Of course twelve oxen were not enough to draw two wagons, or even one.
Therefore, hearing that there were natives on the mainland who possessed
plenty of cattle, I at once gave out that I was ready to buy, and pay
well in blankets, cloth, beads and so forth. The result was that within
two days I had forty or fifty to choose from, small animals of the Zulu
character and, I should add, unbroken. Still they were sturdy and used
to that veld and its diseases. Here it was that my twelve trained
beasts came in. By putting six of them to each wagon, two as fore- and
two as after-oxen, and two in the middle, Hans and I were able to get
the other ten necessary to make up a team of sixteen under some sort of
control.

Heavens! how we worked during the week or so which went by before it was
possible for me to leave Lorenzo Marquez. What with mending up and
loading the wagons, buying and breaking in the wild oxen, purchasing
provisions, hiring native servants--of whom I was lucky enough to secure
eight who belonged to one of the Zulu tribes and desired to get back to
their own country, whence they had wandered with some Boers, I do not
think that we slept more than two or three hours out of the twenty-four.

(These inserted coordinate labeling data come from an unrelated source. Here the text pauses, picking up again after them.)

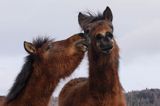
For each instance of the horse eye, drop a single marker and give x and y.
(110, 35)
(99, 37)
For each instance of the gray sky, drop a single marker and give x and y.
(136, 25)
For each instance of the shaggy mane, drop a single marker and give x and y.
(26, 71)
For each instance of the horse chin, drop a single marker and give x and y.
(106, 52)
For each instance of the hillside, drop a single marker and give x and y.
(148, 97)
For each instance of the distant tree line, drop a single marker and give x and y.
(148, 97)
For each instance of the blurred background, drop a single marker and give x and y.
(136, 28)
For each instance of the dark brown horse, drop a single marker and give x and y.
(103, 87)
(48, 61)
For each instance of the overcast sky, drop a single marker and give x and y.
(136, 25)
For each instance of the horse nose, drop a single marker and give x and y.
(106, 45)
(109, 36)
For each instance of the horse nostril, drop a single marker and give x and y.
(109, 35)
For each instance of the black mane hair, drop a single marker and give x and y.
(26, 71)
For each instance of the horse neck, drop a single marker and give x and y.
(38, 89)
(103, 72)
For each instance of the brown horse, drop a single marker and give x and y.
(47, 62)
(103, 87)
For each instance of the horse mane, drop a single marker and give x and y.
(26, 71)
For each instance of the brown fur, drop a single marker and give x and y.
(103, 87)
(52, 61)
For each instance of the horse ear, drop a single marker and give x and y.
(108, 14)
(29, 47)
(83, 20)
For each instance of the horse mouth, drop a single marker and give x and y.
(107, 50)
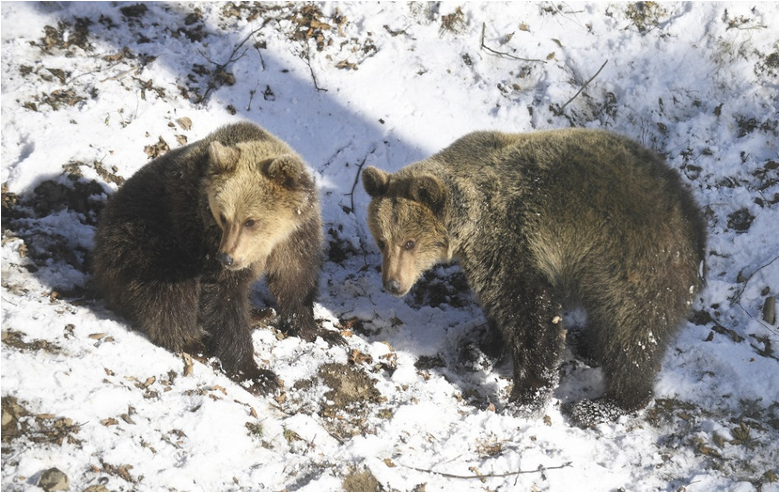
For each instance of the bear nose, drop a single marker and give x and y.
(392, 286)
(225, 259)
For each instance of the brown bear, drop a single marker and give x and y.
(179, 245)
(580, 216)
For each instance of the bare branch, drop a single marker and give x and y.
(490, 475)
(560, 111)
(501, 54)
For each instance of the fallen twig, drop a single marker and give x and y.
(500, 53)
(489, 475)
(560, 111)
(312, 72)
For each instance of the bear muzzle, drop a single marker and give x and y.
(225, 259)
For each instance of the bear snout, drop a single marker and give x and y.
(225, 259)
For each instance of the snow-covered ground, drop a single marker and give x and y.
(90, 91)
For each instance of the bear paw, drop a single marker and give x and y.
(590, 413)
(257, 381)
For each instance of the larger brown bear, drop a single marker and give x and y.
(179, 245)
(534, 219)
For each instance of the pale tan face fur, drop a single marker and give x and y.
(255, 210)
(410, 237)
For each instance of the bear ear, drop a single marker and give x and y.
(430, 191)
(222, 158)
(289, 171)
(375, 181)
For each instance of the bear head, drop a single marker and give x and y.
(406, 217)
(259, 193)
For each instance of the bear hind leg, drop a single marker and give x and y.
(537, 340)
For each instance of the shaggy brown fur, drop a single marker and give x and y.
(536, 219)
(181, 242)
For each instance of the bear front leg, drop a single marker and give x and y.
(225, 315)
(531, 326)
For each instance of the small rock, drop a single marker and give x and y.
(53, 480)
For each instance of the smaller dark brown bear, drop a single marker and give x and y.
(179, 245)
(535, 219)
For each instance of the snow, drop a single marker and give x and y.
(388, 84)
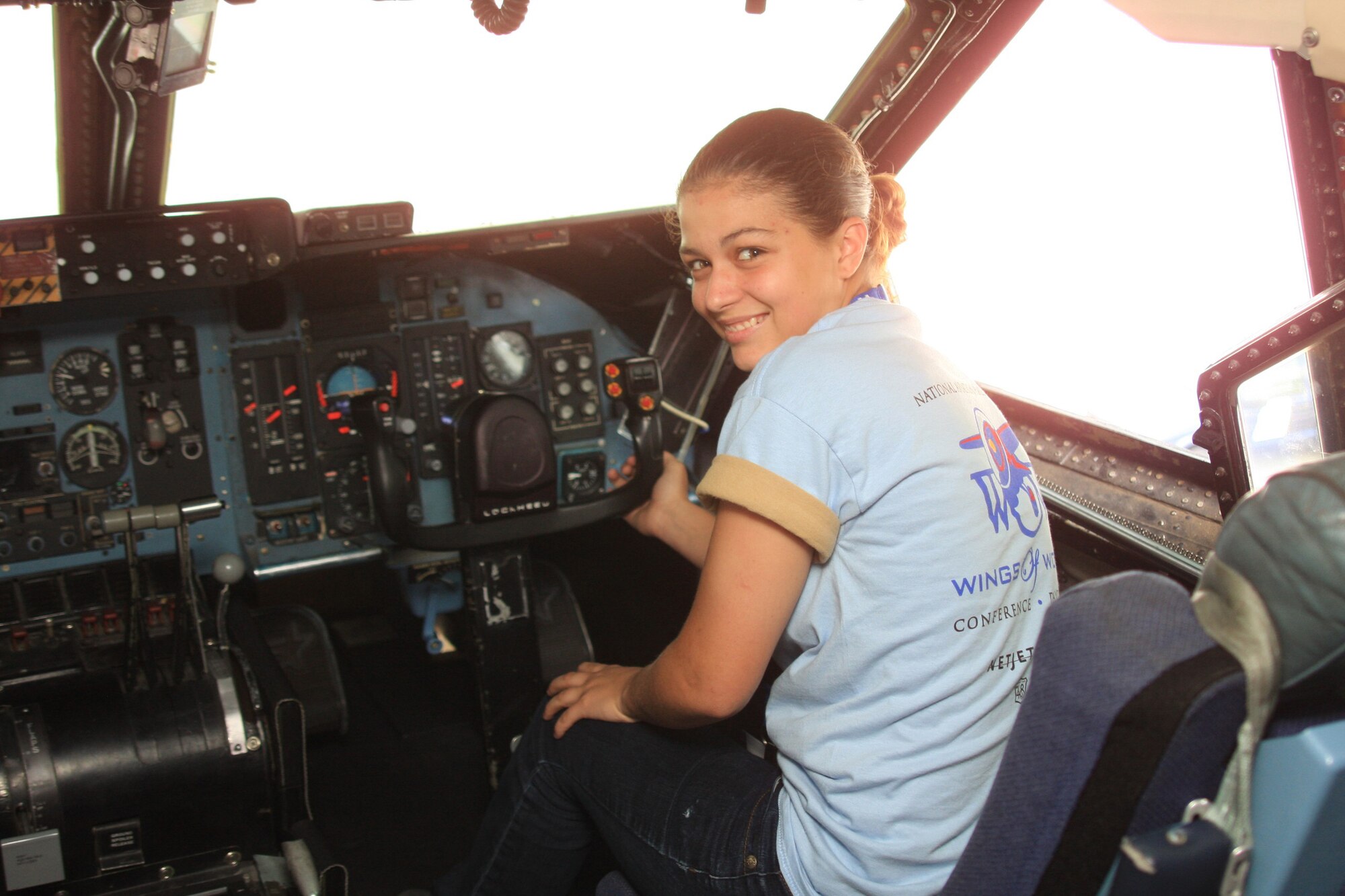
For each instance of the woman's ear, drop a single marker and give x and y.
(855, 240)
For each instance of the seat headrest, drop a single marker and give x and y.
(1288, 538)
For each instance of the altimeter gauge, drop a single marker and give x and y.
(506, 358)
(93, 455)
(84, 381)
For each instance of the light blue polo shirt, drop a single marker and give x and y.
(909, 651)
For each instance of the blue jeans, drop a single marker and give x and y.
(684, 811)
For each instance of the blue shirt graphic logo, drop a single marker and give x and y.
(1007, 485)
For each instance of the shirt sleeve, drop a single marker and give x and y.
(777, 466)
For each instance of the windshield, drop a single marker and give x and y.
(1096, 241)
(587, 108)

But, it may be asked, what was my aim, whither went I, what inquiries
had I made? To answer the last question first, I had made every
possible inquiry, but with little or no result. Marie's letter had said
that they were encamped on the bank of the Crocodile River, about fifty
miles from Delagoa Bay. I asked everyone I met among the
Portuguese--who, after all, were not many--if they had heard of such an
encampment of emigrant Boers. But these Portuguese appeared to have
heard nothing, except my host, Don Jose, who had a vague recollection of
something--he could not remember what.